Have you ever tried to set a quiz of just 10 questions in Moodle? The typical response time for a single click is of the order of 10 s. It takes several tens of clicks to create a single question. Then you have to preview them, see what's wrong (because it's bound to not do what you thought it would do.) And iterate.
To escape this tedium, I decide to write the questions in a text editor. After all, my draft questions are plain text so it seemed like a good starting point. And Moodle has an importer for this.
I looked it up as it was a while ago, and you can do this using a format called GIFT. OK, here we go. After having done half of them, it turns out GIFT is not expressive enough for my questions.
I recall there is some more flexible format, so some more searching gets me to Cloze. OK, Cloze format it is.
But hang on, the docs only describe the syntax for a single question, not an entire quiz. More searching, ah OK, simple: just create the quiz in XML and use the CDATA section for the actual questions (!?).

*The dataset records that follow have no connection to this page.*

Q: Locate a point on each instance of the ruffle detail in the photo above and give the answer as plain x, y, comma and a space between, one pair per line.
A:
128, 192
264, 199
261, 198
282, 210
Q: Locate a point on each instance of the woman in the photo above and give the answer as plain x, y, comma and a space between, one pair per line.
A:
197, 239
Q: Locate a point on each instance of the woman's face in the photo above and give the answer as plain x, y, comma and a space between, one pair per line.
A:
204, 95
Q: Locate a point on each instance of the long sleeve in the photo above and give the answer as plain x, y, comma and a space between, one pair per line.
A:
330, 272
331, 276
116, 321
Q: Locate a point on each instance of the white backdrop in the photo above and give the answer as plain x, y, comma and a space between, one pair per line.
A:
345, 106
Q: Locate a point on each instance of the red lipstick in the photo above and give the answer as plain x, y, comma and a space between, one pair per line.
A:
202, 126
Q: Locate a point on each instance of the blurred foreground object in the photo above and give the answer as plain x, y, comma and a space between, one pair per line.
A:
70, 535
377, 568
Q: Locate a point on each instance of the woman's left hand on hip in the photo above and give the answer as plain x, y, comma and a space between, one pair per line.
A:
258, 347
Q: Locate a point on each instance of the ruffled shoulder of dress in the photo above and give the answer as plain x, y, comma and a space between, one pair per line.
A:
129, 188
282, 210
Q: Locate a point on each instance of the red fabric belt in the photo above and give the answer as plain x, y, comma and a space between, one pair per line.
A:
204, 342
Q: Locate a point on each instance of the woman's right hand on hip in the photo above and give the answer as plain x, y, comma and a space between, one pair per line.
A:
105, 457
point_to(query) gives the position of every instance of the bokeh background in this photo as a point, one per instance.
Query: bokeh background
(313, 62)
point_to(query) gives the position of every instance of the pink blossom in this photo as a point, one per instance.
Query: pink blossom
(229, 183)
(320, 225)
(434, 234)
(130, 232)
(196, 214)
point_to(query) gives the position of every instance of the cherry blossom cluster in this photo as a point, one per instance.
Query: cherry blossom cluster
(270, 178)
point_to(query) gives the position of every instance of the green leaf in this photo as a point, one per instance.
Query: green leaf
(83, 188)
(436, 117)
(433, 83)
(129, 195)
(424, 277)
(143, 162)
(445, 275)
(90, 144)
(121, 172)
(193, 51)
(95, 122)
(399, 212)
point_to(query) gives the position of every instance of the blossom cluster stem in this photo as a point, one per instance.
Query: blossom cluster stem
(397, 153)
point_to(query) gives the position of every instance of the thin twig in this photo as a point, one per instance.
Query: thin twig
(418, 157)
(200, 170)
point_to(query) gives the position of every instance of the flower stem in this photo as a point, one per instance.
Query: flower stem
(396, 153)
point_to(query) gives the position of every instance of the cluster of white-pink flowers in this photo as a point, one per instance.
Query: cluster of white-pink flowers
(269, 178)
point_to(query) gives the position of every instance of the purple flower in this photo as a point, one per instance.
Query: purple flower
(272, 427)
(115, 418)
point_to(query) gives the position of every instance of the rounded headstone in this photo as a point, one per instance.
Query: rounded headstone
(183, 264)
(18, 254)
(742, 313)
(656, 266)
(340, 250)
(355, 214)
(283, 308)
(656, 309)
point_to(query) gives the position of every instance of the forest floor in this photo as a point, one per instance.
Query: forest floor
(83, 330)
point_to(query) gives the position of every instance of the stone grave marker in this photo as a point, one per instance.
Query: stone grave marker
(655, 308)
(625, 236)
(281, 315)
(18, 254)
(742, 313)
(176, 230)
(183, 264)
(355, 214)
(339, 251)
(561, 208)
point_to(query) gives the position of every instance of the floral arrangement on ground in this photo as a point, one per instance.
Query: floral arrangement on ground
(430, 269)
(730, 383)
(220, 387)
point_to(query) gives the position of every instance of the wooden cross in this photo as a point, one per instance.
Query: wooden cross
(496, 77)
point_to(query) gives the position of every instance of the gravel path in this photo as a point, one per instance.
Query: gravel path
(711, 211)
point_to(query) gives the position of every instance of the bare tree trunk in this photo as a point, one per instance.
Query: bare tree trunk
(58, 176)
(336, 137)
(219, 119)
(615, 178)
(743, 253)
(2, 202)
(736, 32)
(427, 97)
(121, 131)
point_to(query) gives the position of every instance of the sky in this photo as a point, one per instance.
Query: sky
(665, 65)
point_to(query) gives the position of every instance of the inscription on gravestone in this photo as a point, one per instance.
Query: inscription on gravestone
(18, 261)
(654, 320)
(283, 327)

But so far so good. I'm good at copy-pasting boilerplate. But the question importer does not tell you where you made a mistake, so it takes a lot of slow iterations.
The importer also only puts the questions in a specific category if your source file has that information. The syntax to specify that information is a well-kept secret, or so it would seem given how hard it is to search for it. When I found it, I understood why: out of shame. You have to masquerade this info as a dummy question in the quiz, with its own special syntax.
Eventually it also turns out you can only really properly format the Cloze part in HTML. More iterations.
So in the end I have an XML file with lots of CDATA sections with a mix of HTML syntax and Cloze syntax.
I really wonder what it is like in the mind of the person who designed this solution.